Graig, in terms of where we are talking about commercial ramp-up, etc., that will be a question, I think, we'll be addressing in '22. There's not a huge need at the moment for that. We're very fortunate that we have a very experienced commercial group. It's a very small commercial group but a very experienced commercial group. They are providing all of the thinking and the input that we need at this point. The physical sort of boots on the ground side of things is certainly a question that I'd be happy to talk to you about when we get to 2022.

Operator, Operator

Thank you. So it looks like that's all the time that we have for questions. The company will be happy to take any follow-up questions directly. And I'll now turn you back over to Dr. Christian Itin.

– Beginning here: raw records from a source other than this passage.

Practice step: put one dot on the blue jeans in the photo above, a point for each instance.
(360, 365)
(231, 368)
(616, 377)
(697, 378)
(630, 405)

Christian Itin, Chairman and CEO

All right. Well, thank you all for joining us today. It's great to actually be able to give you an update. Great to see many of you joining the call in the middle of August or the beginning of August here. We're looking forward to the end of the quarter and update you on AUTO3. Obviously, at the end of the year at ASH for additional updates on both our hemo-on programs in B-cell malignancies. With that, thanks a lot for your continued support, and we're looking forward to also being in touch and keeping you updated. Thanks a lot. Bye.